Bioactive free IGF-I is critically important for growth. The bioavailability of IGF-I is modulated by the IGF-binding proteins (IGFBPs) and their proteases, such as pregnancy-associated plasma protein-A2 (PAPP-A2). We have created a mouse model with a specific mutation in PAPPA2 identified in a human with PAPP-A2 deficiency.
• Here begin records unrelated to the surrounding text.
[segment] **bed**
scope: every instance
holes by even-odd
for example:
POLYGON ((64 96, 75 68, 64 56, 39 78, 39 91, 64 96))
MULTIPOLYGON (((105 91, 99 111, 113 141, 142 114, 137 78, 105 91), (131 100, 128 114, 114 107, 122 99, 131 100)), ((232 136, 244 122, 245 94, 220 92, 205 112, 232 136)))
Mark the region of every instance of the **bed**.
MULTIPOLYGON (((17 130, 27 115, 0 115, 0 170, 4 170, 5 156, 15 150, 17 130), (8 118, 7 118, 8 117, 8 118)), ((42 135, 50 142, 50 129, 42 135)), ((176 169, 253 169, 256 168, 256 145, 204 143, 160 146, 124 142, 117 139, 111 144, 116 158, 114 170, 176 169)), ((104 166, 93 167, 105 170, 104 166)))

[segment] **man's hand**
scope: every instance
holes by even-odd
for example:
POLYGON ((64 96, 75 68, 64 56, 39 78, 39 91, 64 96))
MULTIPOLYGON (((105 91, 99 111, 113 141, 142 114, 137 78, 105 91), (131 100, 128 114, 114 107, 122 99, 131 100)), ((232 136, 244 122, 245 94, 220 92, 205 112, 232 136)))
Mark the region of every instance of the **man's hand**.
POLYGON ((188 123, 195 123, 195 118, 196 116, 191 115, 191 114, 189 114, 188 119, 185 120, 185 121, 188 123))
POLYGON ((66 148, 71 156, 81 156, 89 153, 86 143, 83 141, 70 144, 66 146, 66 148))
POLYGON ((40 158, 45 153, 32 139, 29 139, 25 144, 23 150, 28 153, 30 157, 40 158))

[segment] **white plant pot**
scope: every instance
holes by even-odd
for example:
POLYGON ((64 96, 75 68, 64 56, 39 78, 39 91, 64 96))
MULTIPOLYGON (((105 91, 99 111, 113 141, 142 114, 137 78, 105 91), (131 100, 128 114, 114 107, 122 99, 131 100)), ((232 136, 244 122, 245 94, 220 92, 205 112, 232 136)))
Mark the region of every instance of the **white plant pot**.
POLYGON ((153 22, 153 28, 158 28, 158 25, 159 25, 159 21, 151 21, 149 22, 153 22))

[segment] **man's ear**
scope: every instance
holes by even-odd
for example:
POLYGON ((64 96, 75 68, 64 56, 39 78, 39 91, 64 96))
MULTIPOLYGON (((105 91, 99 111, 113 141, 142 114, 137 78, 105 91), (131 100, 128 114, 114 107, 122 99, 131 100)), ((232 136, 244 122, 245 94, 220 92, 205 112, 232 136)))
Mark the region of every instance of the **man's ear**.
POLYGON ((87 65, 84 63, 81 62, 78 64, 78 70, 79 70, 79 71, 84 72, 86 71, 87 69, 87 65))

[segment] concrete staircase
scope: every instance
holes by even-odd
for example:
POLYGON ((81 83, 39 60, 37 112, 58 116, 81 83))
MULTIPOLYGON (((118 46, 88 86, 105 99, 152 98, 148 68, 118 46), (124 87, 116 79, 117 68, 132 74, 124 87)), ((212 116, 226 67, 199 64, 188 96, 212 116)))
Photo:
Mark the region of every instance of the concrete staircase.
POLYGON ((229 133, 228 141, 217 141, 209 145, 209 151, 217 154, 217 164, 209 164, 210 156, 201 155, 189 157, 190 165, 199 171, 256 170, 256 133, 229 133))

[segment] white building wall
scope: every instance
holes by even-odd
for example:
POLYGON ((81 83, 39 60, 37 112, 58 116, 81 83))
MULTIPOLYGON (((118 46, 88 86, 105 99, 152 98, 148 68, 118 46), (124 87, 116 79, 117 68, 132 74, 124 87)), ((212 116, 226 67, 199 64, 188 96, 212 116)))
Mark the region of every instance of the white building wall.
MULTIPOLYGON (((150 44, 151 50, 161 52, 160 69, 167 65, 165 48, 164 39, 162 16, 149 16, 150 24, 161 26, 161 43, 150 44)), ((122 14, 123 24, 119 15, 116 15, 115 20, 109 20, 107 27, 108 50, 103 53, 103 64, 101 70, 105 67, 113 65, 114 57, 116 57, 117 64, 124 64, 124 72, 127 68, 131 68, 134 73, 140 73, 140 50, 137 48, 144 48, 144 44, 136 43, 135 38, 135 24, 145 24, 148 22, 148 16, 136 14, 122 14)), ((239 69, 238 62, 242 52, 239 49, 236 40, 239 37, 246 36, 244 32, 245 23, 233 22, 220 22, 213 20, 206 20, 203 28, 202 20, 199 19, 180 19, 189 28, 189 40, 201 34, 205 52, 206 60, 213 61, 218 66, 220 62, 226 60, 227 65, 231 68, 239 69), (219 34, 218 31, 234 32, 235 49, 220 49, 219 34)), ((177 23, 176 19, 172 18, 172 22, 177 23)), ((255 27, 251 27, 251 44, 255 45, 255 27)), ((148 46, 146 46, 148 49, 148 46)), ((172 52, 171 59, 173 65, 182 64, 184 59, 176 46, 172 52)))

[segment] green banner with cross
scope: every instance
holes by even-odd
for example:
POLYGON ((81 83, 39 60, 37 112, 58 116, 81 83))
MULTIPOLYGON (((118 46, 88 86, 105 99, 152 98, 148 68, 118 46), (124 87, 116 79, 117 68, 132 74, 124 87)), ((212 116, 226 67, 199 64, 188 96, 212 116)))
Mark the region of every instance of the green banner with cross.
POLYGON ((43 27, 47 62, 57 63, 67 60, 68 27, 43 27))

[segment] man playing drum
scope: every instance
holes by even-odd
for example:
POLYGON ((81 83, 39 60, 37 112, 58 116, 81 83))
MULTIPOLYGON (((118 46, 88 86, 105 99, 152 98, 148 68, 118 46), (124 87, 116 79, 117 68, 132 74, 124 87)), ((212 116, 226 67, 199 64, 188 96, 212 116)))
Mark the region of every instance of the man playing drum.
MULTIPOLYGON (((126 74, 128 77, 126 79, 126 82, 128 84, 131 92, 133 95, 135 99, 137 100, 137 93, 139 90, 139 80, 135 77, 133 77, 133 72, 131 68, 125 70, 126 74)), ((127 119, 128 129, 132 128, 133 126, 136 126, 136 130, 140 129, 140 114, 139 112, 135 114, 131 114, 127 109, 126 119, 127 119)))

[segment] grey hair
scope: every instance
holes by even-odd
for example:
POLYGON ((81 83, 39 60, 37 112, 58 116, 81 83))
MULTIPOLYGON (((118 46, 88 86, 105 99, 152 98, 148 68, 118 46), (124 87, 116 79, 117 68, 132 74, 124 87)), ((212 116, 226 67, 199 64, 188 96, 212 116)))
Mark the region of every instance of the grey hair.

The human mutation was introduced to the mouse genome via a knock-in strategy, creating knock-in mice with detectable protein levels of Papp-a2 but without protease activities. We found that the Pappa2 mutation led to significant reductions in body length (10%), body weight (10% and 20% in males and females, respectively), and relative lean mass in mice. Micro-CT analyses of Pappa2 knock-in femurs from adult mice showed inhibited periosteal bone expansion leading to more slender bones in both male and female mice. Furthermore, in the Pappa2 knock-in mice, insulin resistance correlated with decreased serum free IGF-I and increased intact IGFBP-3 concentrations. Interestingly, mice heterozygous for the knock-in mutation demonstrated a growth rate for body weight and length as well as a biochemical phenotype that was intermediate between wild-type and homozygous mice. This study models a human PAPPA2 mutation in mice. The mouse phenotype closely resembles that of the human patients, and it provides further evidence that the regulation of IGF-I bioavailability by PAPP-A2 is critical for human growth and for glucose and bone metabolism.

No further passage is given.